Sevgili okurlar; neler oluyor? diye sorarak başlamak istedim bu haftaki yazıya. Çünkü gerçekten bazı şeylerin raydan çıktığını görmemek bakar körlük. Geçtiğimiz 4 Ekim Dünya Hayvanlar Günü’ydü.
Kedilerin bacaklarını kestik.
5 Ekim Öğretmenler Günü ve bir hafta önce genç bir öğretmen intihar etti.
Birkaç gün önce kerli ferli bürokratlar bir müzisyenin boğazını kesti.
Cizre’de bir polis hem eşini hem kendini öldürdü.
Daire Başkanı hakim hem kendini hem eşini öldürdü.
Verilen yemeği boykot eden sağlıkçılara ihaleyi alan firma yetkilisi ateş açtı.
Beyaz kod veren Dr. sokak ortasında dövüldü.
Uzaklaştırma kararı olan bir kişi eşini, çocuklarını ardından kendini öldürdü.
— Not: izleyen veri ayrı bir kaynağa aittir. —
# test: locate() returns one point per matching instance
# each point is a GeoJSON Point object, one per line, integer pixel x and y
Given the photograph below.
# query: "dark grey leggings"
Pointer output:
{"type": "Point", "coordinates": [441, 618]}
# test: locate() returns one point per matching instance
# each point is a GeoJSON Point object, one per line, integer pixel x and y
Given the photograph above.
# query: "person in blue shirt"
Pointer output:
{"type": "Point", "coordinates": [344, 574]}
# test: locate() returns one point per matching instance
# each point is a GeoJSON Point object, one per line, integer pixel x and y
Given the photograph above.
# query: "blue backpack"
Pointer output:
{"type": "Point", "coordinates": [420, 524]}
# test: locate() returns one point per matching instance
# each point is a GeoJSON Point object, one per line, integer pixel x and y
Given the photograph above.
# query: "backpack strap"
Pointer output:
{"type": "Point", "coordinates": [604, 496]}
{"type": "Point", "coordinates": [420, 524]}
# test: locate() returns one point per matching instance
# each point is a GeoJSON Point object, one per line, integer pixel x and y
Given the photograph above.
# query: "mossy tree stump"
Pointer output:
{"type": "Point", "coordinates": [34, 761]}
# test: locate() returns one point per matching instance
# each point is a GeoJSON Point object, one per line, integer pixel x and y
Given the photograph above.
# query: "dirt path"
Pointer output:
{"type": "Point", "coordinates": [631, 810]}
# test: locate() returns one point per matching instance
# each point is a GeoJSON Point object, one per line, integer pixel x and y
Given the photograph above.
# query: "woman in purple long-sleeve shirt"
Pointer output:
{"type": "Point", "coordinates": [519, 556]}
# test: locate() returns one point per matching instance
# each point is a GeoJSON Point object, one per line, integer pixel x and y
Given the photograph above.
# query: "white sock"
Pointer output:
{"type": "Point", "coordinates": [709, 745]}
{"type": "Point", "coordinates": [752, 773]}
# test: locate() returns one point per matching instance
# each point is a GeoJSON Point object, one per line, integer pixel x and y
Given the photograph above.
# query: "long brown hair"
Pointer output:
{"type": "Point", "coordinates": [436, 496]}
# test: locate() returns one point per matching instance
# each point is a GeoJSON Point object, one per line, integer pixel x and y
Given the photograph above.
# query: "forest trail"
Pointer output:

Aklımda tutabildiklerim yaşlı hafızamda kalanlar. On gün geriyi tarasam kadına, çocuğa, hayvana, komşuya, arkadaşa, eşe uygulanmış onlarca şiddet vakası haberi yığabilirim önünüze.
Buraya nereden, nasıl geldik? diye sormadan edemiyor insan. Vahşi kapitalizme teslim olmuş bencil duyarsız, ben yoksam kimse olmasın mantalitesi ile hareket eden bir güruhla karşı karşıyayız. Dindar nesilden geldiğimiz nokta her an insan öldürmeye meyilli insanlarla beraber yaşıyoruz.
Aklımıza, kendimize mukayyet.
Ha birde Yüksekova’da sokak ortasında dövülen milletvekilinin bacağı kırıldı. Acaba diyorum uyuşturucu satanların bacaklarını kırın denildikten sonra birileri yanlış mı anladı.